Melting Into You (Due South Book 2) Page 5


  “Mamma, what’s for dinner?” Zoe skipped into the kitchen on a wave of exuberance.

  “Lasagna,” Kezia said. “And Ben and Jade will stay to share it with us.”

  Jade hovered by the door, twisting her pigtail around a finger and clutching the toy dog Ben bought her close to her chest. Her pleading gaze flicked to Ben, but she kept her mouth shut, as if she expected her father to disagree and drag her away from her friend.

  “Do you like lasagna, Jade?” said Kezia.

  The girl shuffled her feet. “I don’t know what it is.”

  “Oh, you’ll love it. It’s meat sauce, cheese sauce, and pasta all baked together. It’s sooo yummy, and my mamma makes the best lasagna in the world.” Zoe gave her friend a quick, one-arm hug. “Not just on the island but in the whole world.”

  “Ah, Zoe, that’s very sweet. But tonight we’re not having my lasagna. Tonight, we’re having Ben’s lasagna.”

  “What?” Ben dropped the carrot and it rolled under the kitchen table.

  “Give a man a fish, and you feed him for a day—”

  Kezia bit back a giggle as he clapped a palm to his forehead.

  “Show him how to catch fish and you feed him for a lifetime.” She finished the old Chinese proverb.

  He dragged his hand down his sagging jaw, stubble rasping as his fingertips reached his chin. “You want me to make lasagna?”

  “Ben can’t cook.” Jade’s brow scrunched.

  “The kid’s right—I ruined two packets of instant noodles the other day. Burned the pot black.”

  “Today’s as good as any to learn,” Kezia said firmly. “Zoe, grab another apron for Ben.”

  Zoe ran to the clothes hooks by the back door and grabbed the Kiss the Cook apron Kezia had bought Shaye for Christmas. She held it out to Ben.

  “He can’t wear that!” Jade’s eyes popped.

  Ben read the slogan and rakishly wiggled his eyebrows. “I can too.”

  He tugged the apron over his head and puckered his lips at Jade. “Give us a kiss, Jade?”

  “No. You look funny!” But a giggle slipped out from behind the hand Jade clasped to her mouth.

  Ben struggled to knot the ties around his waist, so Kezia stepped forward.

  “Here, let me.”

  She brushed away his hands and looped the ties into a bow, her knuckles grazing the warmth of his tee shirt. The heat tickling her knuckles transferred to her cheeks. Somebody turn on the air-conditioning! Kezia turned away and selected a knife from the block.

  “How about we start with something easy? Like dicing onions.”

  “Surely I can’t screw that up.”

  “Just don’t chop off a finger.”

  The girls disappeared into Zoe’s room again, and Kezia retrieved a pot from a cabinet and placed it on the stove.

  Ben picked up the knife and sliced off the shoot and root.
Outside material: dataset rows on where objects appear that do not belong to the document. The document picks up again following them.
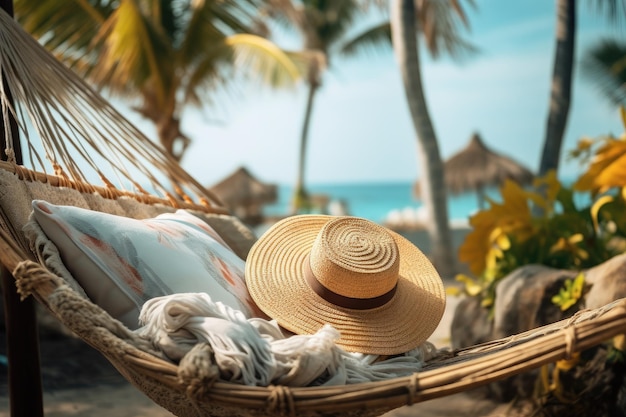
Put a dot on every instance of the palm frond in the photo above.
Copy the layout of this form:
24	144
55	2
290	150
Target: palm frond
604	64
67	27
132	54
614	10
263	60
438	20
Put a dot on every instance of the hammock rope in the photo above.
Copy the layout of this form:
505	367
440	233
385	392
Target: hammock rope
82	137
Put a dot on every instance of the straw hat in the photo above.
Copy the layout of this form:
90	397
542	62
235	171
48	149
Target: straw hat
374	286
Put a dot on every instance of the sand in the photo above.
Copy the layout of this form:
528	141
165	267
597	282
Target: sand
79	382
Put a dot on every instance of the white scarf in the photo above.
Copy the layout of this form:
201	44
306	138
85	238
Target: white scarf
256	352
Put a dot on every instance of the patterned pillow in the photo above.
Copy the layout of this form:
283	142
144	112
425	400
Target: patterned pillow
122	262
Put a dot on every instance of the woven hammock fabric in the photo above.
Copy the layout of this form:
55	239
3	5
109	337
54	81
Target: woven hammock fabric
77	130
73	133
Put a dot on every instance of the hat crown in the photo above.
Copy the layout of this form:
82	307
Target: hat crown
355	258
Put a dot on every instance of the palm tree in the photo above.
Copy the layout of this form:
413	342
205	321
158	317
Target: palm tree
161	56
323	27
560	93
605	65
562	75
436	21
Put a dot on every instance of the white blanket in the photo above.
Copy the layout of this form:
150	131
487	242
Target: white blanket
256	352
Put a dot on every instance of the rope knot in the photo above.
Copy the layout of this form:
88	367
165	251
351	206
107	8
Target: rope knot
197	370
281	401
29	276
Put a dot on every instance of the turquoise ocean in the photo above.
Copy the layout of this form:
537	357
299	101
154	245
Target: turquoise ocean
375	201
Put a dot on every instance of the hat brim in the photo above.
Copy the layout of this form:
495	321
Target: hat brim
275	280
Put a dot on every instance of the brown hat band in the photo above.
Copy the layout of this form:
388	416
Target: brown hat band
342	300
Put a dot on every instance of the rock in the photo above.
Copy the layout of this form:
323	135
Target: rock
607	281
524	302
524	299
470	324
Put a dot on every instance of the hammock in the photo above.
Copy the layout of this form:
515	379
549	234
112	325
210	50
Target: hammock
61	118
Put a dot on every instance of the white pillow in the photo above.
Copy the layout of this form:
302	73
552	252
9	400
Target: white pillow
122	262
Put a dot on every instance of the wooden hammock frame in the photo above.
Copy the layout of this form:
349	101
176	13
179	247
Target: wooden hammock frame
198	395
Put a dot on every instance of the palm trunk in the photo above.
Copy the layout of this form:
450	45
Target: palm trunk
561	85
300	197
433	191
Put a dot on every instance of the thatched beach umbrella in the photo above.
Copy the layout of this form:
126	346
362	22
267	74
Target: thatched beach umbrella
245	195
476	167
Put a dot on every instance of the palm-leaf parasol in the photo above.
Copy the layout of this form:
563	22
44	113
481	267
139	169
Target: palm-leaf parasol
476	167
244	194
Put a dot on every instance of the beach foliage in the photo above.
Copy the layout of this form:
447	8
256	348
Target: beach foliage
563	226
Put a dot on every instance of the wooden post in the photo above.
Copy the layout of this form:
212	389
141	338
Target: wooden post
24	376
Predictably, his eyes teared-up while he sliced through the first onion half. Mamma would’ve wept in despair at the chunky, uneven cuts. Luckily, Kezia wasn’t a purist and even luckier, after years of cutting onions, she remained virtually immune to the fumes.
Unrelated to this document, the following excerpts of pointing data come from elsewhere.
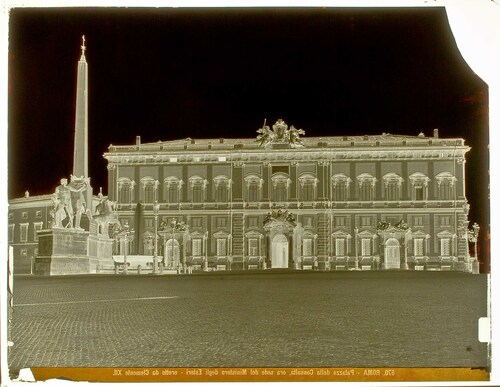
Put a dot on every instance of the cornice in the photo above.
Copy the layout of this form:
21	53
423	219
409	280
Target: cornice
323	156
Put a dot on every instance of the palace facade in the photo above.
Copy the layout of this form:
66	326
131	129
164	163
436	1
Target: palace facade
286	201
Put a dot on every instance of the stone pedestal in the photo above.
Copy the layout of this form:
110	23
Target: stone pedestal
64	251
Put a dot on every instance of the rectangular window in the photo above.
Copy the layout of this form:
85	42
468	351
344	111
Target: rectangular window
307	221
24	232
221	193
37	227
366	191
125	194
281	192
173	194
197	251
340	191
197	222
446	191
221	222
445	221
11	233
418	247
253	221
308	192
392	191
149	193
221	247
340	247
445	247
197	193
366	221
419	192
340	221
253	247
253	192
307	249
366	245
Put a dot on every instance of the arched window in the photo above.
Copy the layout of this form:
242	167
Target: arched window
419	184
366	183
340	244
222	186
392	186
280	184
307	182
253	243
446	186
340	187
125	190
222	243
149	188
197	186
173	186
446	243
253	188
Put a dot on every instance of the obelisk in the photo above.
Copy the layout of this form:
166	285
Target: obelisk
80	152
80	158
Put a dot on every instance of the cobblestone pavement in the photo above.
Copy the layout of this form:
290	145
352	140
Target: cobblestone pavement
279	319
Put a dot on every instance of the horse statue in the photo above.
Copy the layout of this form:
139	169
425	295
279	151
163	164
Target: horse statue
105	216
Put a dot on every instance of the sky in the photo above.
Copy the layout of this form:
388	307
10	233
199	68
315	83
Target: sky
173	73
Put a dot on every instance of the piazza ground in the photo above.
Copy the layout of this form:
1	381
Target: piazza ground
272	318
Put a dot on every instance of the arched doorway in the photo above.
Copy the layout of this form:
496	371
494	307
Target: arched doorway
392	254
279	253
172	253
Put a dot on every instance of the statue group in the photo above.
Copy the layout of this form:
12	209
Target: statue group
69	203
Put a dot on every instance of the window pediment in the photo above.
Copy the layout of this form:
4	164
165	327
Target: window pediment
341	234
221	235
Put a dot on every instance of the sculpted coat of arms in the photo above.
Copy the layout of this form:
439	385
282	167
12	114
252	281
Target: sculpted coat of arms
280	134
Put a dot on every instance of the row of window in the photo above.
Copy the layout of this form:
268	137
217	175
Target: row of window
307	221
24	214
367	246
280	188
23	231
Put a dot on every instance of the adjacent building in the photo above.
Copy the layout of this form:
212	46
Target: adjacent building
27	215
283	200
  Squinting against the onion’s onslaught, Ben arched away from the chopping board and sighted down his nose to line up the next slice.
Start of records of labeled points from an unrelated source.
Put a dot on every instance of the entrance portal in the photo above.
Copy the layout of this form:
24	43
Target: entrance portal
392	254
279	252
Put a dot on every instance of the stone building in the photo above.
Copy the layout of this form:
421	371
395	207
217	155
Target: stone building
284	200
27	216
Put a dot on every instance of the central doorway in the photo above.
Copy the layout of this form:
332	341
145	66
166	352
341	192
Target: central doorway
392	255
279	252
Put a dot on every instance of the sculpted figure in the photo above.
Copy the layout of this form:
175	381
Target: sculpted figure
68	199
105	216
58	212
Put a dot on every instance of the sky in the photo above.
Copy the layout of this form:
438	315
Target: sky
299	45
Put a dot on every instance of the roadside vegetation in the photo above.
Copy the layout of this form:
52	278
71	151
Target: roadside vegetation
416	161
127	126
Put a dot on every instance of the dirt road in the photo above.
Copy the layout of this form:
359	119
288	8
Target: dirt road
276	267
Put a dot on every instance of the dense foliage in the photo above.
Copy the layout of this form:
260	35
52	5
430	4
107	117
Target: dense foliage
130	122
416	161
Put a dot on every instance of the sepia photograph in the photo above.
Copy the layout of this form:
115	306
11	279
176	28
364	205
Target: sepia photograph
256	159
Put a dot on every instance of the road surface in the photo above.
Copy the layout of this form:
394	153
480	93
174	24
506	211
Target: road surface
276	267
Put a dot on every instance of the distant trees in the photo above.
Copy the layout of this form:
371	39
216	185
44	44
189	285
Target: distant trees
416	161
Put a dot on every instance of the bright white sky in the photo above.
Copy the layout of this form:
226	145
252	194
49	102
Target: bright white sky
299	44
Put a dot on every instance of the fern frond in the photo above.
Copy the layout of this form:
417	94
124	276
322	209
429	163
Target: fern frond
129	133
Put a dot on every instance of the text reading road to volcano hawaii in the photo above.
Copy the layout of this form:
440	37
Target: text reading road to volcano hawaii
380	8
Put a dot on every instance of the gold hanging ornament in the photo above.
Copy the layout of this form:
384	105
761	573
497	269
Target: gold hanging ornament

  “Wait—” Kezia tore off a paper towel from the roll and with one hand on his forearm for balance, rose on tip-toes to dab his cheek. “You’ll cut yourself.”

  Wiry muscle flexed under her fingertips as she pressed closer to blot his streaming eyes. The hairs on Ben’s forearm tickled her palm, as if they’d risen to attention.

  Oh. Her left boob squished against his biceps. Oh, merda.

  The knife clunked on the chopping board and she tried to pull away. Ben’s hand clamped over hers. He took the paper towel from her numb fingers and wiped it across his reddened eyes.

  “Better?” She aimed for a light tone as she tugged to get her hand back.

  No such luck. His grip tightened. Well, she could at least keep her nipple from poking a hole in his arm.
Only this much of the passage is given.